Let $R$ be a non-zero ring. Is it true that for any prime ideal $p$ in $R$, the localization $R_p$ is non-zero again? Stated in another way: Is it true that

$R \neq 0 \iff \forall p \in Spec(R): R_p \neq 0$?

This would then be a much stronger statement than the one known for modules, that

$M \neq 0 \iff \exists p \in Spec(R): M_p \neq 0$.

I am formulating this as a question, although in fact I have two proofs for the statement. However, this seems too good to be true, so I don't trust the proofs I came up with.

Before giving the proofs, let me explain why I am asking this: if $(X,O_X)$ is any ringed space, then we know that $supp(X) = \{x \in X; O_{X,x} \neq 0\}$ is a closed subset of X, since $supp(X)=supp(1)$, the support of the global section $1 \in O_X(X)$, and we know this to be closed. Now proving the above statement for $(X,O_X)$ a scheme amounts to showing that $supp(X)$ is also open: If $x \in supp(X)$, then let $U=Spec(R)$ be an open affine subscheme containing $x$, then $x\simeq p$ for $p \in Spec(R)$ and by the above statement we find $U\subset supp(X)$.

Here are the two proofs:

1. We know from commutative algebra that for a finitely generated $R$-module $M$ and $p\in Spec(R)$, $M_p \neq 0 \iff p \in supp_R(M) \iff p$ contains $Ann_R(M)$, the annihilator of $M$. Hence for $M=R$ we find $Ann_R(R) = (0)$ $\implies$ $R=0$ or $R_p \neq 0$ for all $p \in Spec(R)$.

2. Assume $R \neq 0$, but we have $p \in Spec(R)$ with $R_p = 0$. We want for any $r \in R$ some $t \notin p$ with $rt=0$, in particular we want such $t$ for $r=1$, but then clearly $t=0$, hence $0 \notin p$, contradiction.

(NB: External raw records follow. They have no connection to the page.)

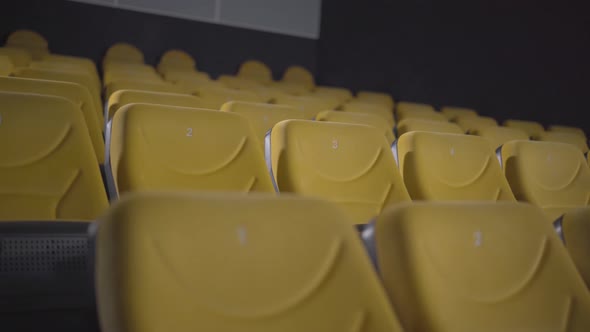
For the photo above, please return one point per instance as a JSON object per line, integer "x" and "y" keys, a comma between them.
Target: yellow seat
{"x": 478, "y": 267}
{"x": 214, "y": 97}
{"x": 572, "y": 138}
{"x": 406, "y": 110}
{"x": 575, "y": 227}
{"x": 263, "y": 116}
{"x": 18, "y": 56}
{"x": 379, "y": 98}
{"x": 262, "y": 276}
{"x": 6, "y": 66}
{"x": 452, "y": 113}
{"x": 341, "y": 94}
{"x": 186, "y": 77}
{"x": 156, "y": 147}
{"x": 531, "y": 128}
{"x": 29, "y": 40}
{"x": 498, "y": 136}
{"x": 358, "y": 118}
{"x": 471, "y": 124}
{"x": 48, "y": 168}
{"x": 125, "y": 97}
{"x": 433, "y": 126}
{"x": 351, "y": 165}
{"x": 82, "y": 79}
{"x": 123, "y": 52}
{"x": 255, "y": 70}
{"x": 553, "y": 176}
{"x": 73, "y": 92}
{"x": 174, "y": 60}
{"x": 370, "y": 108}
{"x": 439, "y": 166}
{"x": 299, "y": 75}
{"x": 164, "y": 87}
{"x": 310, "y": 106}
{"x": 569, "y": 129}
{"x": 240, "y": 83}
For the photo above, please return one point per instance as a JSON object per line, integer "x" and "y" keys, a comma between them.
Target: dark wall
{"x": 88, "y": 30}
{"x": 521, "y": 59}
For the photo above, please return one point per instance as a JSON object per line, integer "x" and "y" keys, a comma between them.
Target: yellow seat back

The two proofs are in fact of course reformulations of each other. Are these correct? Thank you in advance for taking the time to help!

EDIT: Thank you for your reassurement, I was uncertain. (I write this here because I am not allowed to post comments.)

Answer 1

We have $R_p / pR_p \cong Frac(R/p)$ by universal properties. Since $p\neq R$, we have $pR_p \neq R_p$.

Concretely, the element $1/1 \in R_p$ equals $0/1$ precisely when there is $s\notin p$ such that $0=s(1\cdot 1 - 1\cdot 0) = s$, but $0$ is in every prime ideal.

Answer 2

This is an expanded version of Hoot's comment:

No local ring can be zero, because it has a prime ideal. Indeed, if $\mathfrak p \subseteq R$ is prime, then $R/\mathfrak p$ is a domain, so $R/\mathfrak p \neq 0$. Hence, $R \neq 0$. Thus, the right hand side is always true: for any $\mathfrak p \in \operatorname{Spec} R$, the ring $R_\mathfrak p$ is not zero.

Maybe the statement you're looking for is: $R = 0$ if and only if $\operatorname{Spec} R = \varnothing$. (Exercise: prove this.)

The reason you cannot apply the module case is that $\forall$ does not imply $\exists$ for the empty set.